Como tolerar que toda essa riquíssima consciência coletiva do povo brasileiro seja
substituída pela frieza do pragmatismo materialista, pela lavagem cerebral, pelo
condicionamento pavloviano, pela destruição das religiões, pelos antolhos no
pensamento e pelas rédeas, rebenque e esporas de um partido único, dono da
verdade, senhor da vida, da morte e dos Gulags?
É isso que queremos para nossos filhos e netos? No futuro que os anticristos nos
preparam, teríamos coragem de descrever para as crianças de então o Brasil risonho
e franco de nossas infâncias?
Suportaríamos a vergonha de confessar que vivemos anos dourados em nossa Pátria,
mas que nada fizemos para defendê-la, a fim de legá-la íntegra para eles? E isso
porque nos acovardamos frente ao patrulhamento ideológico que nos chamava de
reacionários, caretas, burgueses, alienados, gorilas.

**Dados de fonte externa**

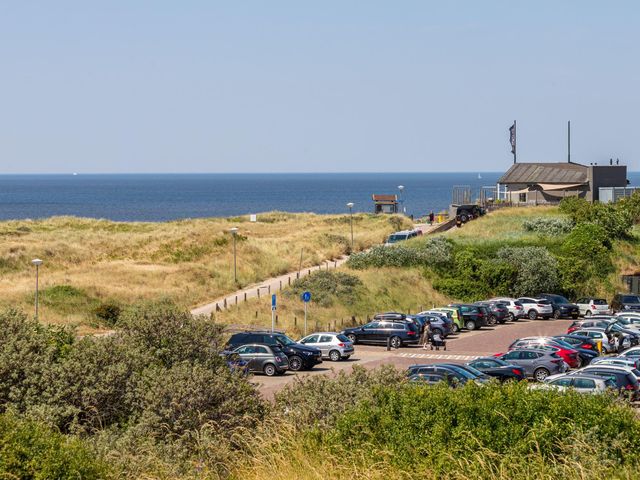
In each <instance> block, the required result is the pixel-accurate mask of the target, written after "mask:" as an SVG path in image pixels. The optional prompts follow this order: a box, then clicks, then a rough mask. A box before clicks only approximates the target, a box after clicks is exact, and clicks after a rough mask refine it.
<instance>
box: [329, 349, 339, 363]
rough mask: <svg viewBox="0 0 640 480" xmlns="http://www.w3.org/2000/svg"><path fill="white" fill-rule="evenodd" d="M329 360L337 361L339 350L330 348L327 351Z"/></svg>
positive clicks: (338, 353) (338, 359) (338, 356)
mask: <svg viewBox="0 0 640 480" xmlns="http://www.w3.org/2000/svg"><path fill="white" fill-rule="evenodd" d="M329 360H331V361H332V362H337V361H339V360H340V352H339V351H337V350H331V351H330V352H329Z"/></svg>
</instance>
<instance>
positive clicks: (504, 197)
mask: <svg viewBox="0 0 640 480" xmlns="http://www.w3.org/2000/svg"><path fill="white" fill-rule="evenodd" d="M627 183H628V182H627V167H626V165H589V166H587V165H581V164H579V163H573V162H564V163H515V164H513V165H512V166H511V168H510V169H509V170H508V171H507V172H506V173H505V174H504V175H503V176H502V177H500V180H498V185H497V192H498V198H499V199H501V200H506V201H508V202H511V203H520V204H522V203H526V204H536V205H537V204H544V203H557V202H559V201H560V200H562V199H563V198H564V197H568V196H571V195H573V196H579V197H582V198H585V199H587V200H588V201H590V202H593V201H597V200H599V189H600V188H609V187H626V186H627Z"/></svg>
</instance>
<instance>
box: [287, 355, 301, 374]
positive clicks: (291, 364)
mask: <svg viewBox="0 0 640 480" xmlns="http://www.w3.org/2000/svg"><path fill="white" fill-rule="evenodd" d="M289 368H290V369H291V370H293V371H294V372H297V371H299V370H302V359H301V358H300V357H299V356H297V355H294V356H292V357H291V358H289Z"/></svg>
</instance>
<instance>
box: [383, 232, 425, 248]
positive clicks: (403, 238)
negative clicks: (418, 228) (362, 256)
mask: <svg viewBox="0 0 640 480" xmlns="http://www.w3.org/2000/svg"><path fill="white" fill-rule="evenodd" d="M417 236H418V232H417V231H416V230H403V231H401V232H395V233H392V234H391V235H389V237H388V238H387V241H386V242H385V245H393V244H394V243H398V242H402V241H404V240H409V239H411V238H415V237H417Z"/></svg>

Isso porque tivemos medo de lutar por nossos valores. Isso porque negamos o Cristo, não apenas
três vezes como Pedro, mas sempre!
Tendo instalado seu covil no Estado, essas serpentes malignas espalham sua peçonha, criam factoides,
preparam dossiês e empregam largamente as armas da injuria, da perseguição e da
mentira para nos infundir o temor ou a vergonha de reagir.
Doravante, não temamos mais! Cumpramos nosso dever inalienável de marchar em
defesa da Pátria e do Cristo. Relembro a todos o incentivo que para isso Ele nos
deixou:
Bem-aventurados sois vós quando vos injuriarem e perseguirem e, mentindo,
disserem todo tipo de mal contra vós, por causa de mim.
Alegrai-vos e exultai, porque será grande a vossa recompensa nos céus
(Mt 5:11-12).
Defendamos agora nossa Terra de Santa Cruz, e nossa recompensa começará ainda
antes do reino dos céus: vencido o inimigo, a percepção do risco que havíamos
corrido de perdê-la nos mostrará que nossa Pátria é, ela mesmo, um pedacinho de
céu recortado sob medida para abrigar nossas almas latinas e nossos corações
brasileiros.
Todos na rua no 22 de março e, quem sabe, de volta no dia 31.